Proprio sul nazionalismo, una delle grande ideologie nate nell’800 e al centro del ‘900 e sulla quale si sono versati fiumi d’inchiostro, si è tenuto un convegno, il 22 maggio scorso, presso la pittoresca sede dello Spazio Europa, in Via Quattro Novembre a Roma. Organizzato dalla Fondazione Federalista per l’Europa dei Popoli (associazione culturale della Lega Nord), si è dibattuto non solo di Europa e nazionalismi ma anche di stato, popoli, cinema e storia del Fascismo. Introdotto dal leghista Borghezio e coordinato da Enzo Cipriano, sono intervenuti Tarmo Kuunas, filosofo e professore finlandese studioso di Heidegger, nonché due intellettuali come Rodolfo Sideri e Claudio Siniscalchi. Il secondo in particolare, grande studioso e uomo di cinema, ha saputo spaziare, partendo dalle attuali derive culturali, aprendo una grande panoramica sul fenomeno francese della Nouvelle Vague, in relazione al clima politico della Francia post-1945.

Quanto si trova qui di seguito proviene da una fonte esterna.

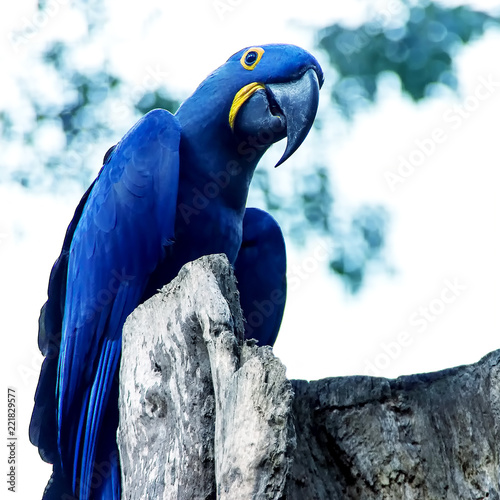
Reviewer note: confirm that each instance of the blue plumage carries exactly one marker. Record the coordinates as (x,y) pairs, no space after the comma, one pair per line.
(173,189)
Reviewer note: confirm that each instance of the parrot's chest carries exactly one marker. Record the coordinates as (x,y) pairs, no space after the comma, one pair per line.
(214,229)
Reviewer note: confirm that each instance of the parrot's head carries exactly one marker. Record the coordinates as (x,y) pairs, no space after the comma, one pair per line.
(261,95)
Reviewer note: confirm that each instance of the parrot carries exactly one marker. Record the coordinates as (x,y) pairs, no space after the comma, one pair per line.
(173,189)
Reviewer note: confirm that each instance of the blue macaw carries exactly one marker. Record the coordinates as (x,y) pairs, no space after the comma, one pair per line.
(172,190)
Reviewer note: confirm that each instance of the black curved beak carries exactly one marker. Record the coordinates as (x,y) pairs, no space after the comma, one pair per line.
(298,101)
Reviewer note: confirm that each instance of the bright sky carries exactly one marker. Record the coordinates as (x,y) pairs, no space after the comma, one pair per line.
(440,307)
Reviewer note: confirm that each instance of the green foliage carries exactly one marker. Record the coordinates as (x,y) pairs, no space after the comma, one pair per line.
(419,49)
(94,106)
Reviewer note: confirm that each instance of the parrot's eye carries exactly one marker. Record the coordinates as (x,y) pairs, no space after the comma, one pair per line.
(251,57)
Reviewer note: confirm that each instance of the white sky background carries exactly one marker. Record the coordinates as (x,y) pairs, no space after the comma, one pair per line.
(444,217)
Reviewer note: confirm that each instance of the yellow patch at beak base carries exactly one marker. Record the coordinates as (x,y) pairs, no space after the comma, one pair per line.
(240,98)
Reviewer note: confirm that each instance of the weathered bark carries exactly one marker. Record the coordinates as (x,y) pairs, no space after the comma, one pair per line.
(204,414)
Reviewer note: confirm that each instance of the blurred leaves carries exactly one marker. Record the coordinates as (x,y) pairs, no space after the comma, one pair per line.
(416,43)
(52,137)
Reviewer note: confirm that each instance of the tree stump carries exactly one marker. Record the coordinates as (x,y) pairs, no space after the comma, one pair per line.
(207,415)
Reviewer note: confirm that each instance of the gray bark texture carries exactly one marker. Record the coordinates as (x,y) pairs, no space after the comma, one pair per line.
(207,415)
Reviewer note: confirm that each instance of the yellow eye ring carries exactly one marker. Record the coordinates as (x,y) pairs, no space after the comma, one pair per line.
(251,57)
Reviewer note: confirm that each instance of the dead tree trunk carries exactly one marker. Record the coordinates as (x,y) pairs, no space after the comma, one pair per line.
(205,415)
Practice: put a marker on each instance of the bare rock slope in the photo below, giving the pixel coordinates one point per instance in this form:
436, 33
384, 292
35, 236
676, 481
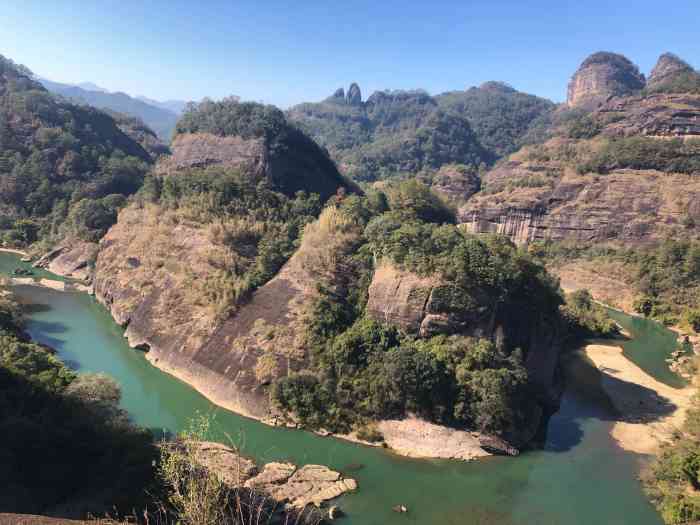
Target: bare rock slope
601, 76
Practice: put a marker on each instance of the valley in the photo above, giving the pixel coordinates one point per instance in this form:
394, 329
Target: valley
404, 298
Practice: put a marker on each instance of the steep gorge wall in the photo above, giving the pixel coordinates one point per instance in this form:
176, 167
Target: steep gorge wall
627, 206
141, 278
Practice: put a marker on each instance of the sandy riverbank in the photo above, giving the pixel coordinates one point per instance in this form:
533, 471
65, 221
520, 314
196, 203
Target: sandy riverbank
16, 252
649, 410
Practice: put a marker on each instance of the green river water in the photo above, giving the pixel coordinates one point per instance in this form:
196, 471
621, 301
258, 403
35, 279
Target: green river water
581, 477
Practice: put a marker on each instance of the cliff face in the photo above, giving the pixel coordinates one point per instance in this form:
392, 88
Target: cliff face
145, 273
546, 192
419, 305
202, 150
667, 68
659, 115
601, 76
627, 206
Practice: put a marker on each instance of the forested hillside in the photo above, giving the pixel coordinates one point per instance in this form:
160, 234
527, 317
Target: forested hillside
64, 169
161, 119
399, 133
65, 445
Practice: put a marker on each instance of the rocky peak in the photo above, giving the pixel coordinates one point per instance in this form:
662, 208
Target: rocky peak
667, 67
354, 96
601, 76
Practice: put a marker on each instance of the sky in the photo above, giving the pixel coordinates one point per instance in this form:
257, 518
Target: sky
284, 53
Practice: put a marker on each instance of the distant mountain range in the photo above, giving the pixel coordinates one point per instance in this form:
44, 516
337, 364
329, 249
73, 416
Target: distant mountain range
159, 116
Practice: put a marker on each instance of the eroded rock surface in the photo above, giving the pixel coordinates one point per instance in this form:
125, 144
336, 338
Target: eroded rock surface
73, 258
284, 482
659, 115
601, 76
456, 183
201, 150
667, 68
354, 95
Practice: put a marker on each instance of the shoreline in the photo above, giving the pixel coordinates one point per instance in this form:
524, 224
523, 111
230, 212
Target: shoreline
13, 250
430, 441
649, 411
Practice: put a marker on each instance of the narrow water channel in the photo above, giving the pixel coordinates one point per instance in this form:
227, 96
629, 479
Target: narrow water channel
581, 477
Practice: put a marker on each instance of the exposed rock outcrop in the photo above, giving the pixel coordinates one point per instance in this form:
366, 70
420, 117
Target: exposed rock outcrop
73, 258
657, 115
354, 95
456, 183
601, 76
284, 482
201, 150
338, 94
419, 305
230, 361
667, 68
417, 438
627, 205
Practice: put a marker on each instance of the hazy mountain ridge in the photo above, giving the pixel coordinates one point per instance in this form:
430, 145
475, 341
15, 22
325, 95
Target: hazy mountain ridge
161, 119
395, 133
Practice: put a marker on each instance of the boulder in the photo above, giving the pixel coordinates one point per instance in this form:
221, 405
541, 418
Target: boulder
423, 305
284, 482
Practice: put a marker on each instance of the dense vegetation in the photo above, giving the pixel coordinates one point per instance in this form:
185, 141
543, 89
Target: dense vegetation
366, 370
65, 445
666, 277
294, 161
501, 116
63, 168
157, 118
673, 481
396, 133
257, 227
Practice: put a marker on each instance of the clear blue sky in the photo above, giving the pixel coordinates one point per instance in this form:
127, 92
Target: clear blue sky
288, 52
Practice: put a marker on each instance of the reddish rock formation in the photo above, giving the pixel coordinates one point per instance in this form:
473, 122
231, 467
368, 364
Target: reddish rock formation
667, 68
658, 115
601, 76
202, 150
456, 182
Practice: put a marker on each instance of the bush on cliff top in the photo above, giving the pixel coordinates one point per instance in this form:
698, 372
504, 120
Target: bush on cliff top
363, 369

Dopo i saluti della delegazione Lega all’Europarlamento nell’ENF e la piccola introduzione sul ruolo del sovranismo da parte di Mario Borghezio, è Tarmo Kuunas ad iniziare la discussione: il professore, grandissimo conoscitore e studioso, tra le altre, della cultura francese, concentra la propria analisi sul significato del termine nazionalismo; in particolare, la sua tesi, assume dei tratti interessanti dal momento che sostiene quanto il nazionalismo non sia necessariamente e deterministicamente legato ad una ideologia. È esso stesso ad essere un connotato di dettagli e di caratteristiche, le quali da sole bastano a giustificarne l’esistenza dottrinale. Che poi questo assuma, sostiene ancora Kuunas, le tinte conservatrici, liberali o rivoluzionarie, questo è un aspetto “secondario”. Ovviamente, vista l’occasione, il richiamo che viene fatto subito, consta di un riferimento verso il nazionalismo nostrano, quello italiano. Se infatti, come soleva asserire il grande Benedetto Croce, la storia è sempre contemporanea, anche lo studiare il passato, non può far a meno di riflettersi sugli attuali rapporti di forza. E’ a questo punto, dunque, che interviene Claudio Siniscalchi. Lo studioso, l’abbiamo detto, da grande uomo di cinema, sposta subito l’asticella della discussione portandola verso il cinema d’Oltre Alpe. In particolare, oggetto del suo primo intervento, è già citata Nouvelle Vague. La portata rivoluzionaria di questo modo di fare del cinema, così immerso nella realtà post 1945 (come nel nostro neo realismo) ed in antitesi con il cinema tradizionale dell’epoca, viene portata alla memoria degli astanti attraverso quello che Siniscalchi definisce “un uomo europeo”: Jean Parvulescu che quel cinema rese leggenda.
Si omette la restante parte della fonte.